Law Students Win National Moot Court Competition

Law Students Win National Moot Court Competition

Pictured, from left, are representatives of UA’s national championship moot court team Josh Kravec, Anne Miles Golson, Cory Church, Lindsey Barber and Mary Ksobiech, assistant dean for students.

A University of Alabama Hugh F. Culverhouse Jr.
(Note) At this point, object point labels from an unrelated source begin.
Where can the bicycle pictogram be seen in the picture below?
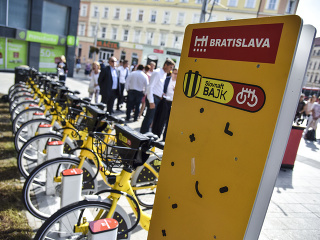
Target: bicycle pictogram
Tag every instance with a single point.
(247, 96)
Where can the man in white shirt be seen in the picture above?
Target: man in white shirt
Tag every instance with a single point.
(155, 93)
(136, 85)
(109, 84)
(123, 74)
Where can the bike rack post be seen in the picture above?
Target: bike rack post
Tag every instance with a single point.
(71, 192)
(54, 150)
(103, 229)
(43, 128)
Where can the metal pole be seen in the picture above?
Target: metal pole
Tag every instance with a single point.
(203, 11)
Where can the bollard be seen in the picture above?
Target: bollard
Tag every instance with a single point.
(103, 229)
(71, 192)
School of Law moot court team recently won a national competition in New York, defeating more than 150 other teams and landing UA its first championship in the event’s history.

The team won preliminary rounds and then defeated William & Mary, South Texas College of Law, Iowa and the defending national champions Northwestern, completing an undefeated run.

Team members include Lindsey Barber, of Buffalo, New York; Cory Church, of Greensboro, North Carolina; and Anne Miles Golson, of Montgomery. The team is coached by Mary Ksobiech, assistant dean of students, and managed by Josh Kravec, a second-year law student.

In the final round, before a panel of six federal and state appellate court judges, Judge Richard C. Wesley described it as having advocacy better than he had heard in his hearings that day.

Of the 28 teams who qualified for the finals, the UA team was the only one comprised solely of second-year law students.

The Moot Court Fellows program was started in 2011 to train a team of second-year law students in moot court to improve their success rates in their third year. This is the second time in the last four years that the Alabama Moot Court Fellows team has advanced past regionals to the national tournament.

Golson was named the Best Advocate for the tournament.

This summer, Barber will work for Baker Donelson and Waller Lansden in Birmingham, Church will work at Bradley Arant and McGuire Woods in Charlotte, North Carolina and Golson will split her summer between Bradley Arant in Birmingham and Jones Day in Washington, D.C.